SOAP stands for Simple Object Access Protocol.

SOAP is a type of on-the-wire formatting that can encapsulate entire object trees as XML text. It is typically used with an HTTP-based transport to call an operation in a web service (i.e. through a WSDL). SOAP is a very open specification and how a SOAP message is structured is largely a function of its usage and environment.

All SOAP messages, though, follow a similar format. SOAP currently has two versions of its specification out, 1.1 and 1.2. 1.2 is a popular choice, but as it has not yet been fully adopted by the industry, this article will stick with SOAP 1.1 for its examples.

SOAP 1.1 Envelope Structure

The base SOAP element is the Envelope. This element can hold an optional Headers element, which can in turn hold any number or kind of child elements. The Envelope then must either have a Body or a FaultFaults are only allowed in a response. The Body element can be either in a request or a response.

The Headers element contains optional headers for the service. Only one SOAP header is defined by the SOAP specification: the mustUnderstand header, which, if true, states all supplied headers must be parsed and validated by the receiving service.
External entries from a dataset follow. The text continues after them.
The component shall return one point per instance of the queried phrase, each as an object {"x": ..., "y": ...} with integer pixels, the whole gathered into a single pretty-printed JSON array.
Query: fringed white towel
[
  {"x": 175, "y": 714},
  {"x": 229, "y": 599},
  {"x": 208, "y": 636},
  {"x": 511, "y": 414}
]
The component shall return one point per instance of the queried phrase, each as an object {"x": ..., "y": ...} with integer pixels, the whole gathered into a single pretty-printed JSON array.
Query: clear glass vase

All other headers are defined by the specific application.

Basically the Body element contains the data for the web service. For requests, it can contain which operation to call, and it always holds all of the data needed for the call. For responses, it can contain the operation that was called and will always contain the return information when the operation completed successfully. Faults, on the other hand, are present when an error or exception occurs. This can be anything from an operation not being found to invalid data to internal system problems.

The Body element can contain any child element, but usually only one child element is allowed. The child element can be formatted in a number of different ways, depending on the scenario (see below).

SOAP 1.1 Faults

The fault element MUST contain at least the fault code, the fault string, and the detail, and it MAY contain the fault actor. SOAP defines a subset of fault codes to use, but any valid qualified name can be used. The two most commonly used are soap:Client and soap:Server errors. soap:Client errors describe a problem with the received message or the client communication. soap:Server errors describe a problem which occurred on the server during execution of the service. In any case, the fault code is a fully qualified name which is composed of a namespace prefix (that must already be defined) and a local name (which must be a valid name within that namespace).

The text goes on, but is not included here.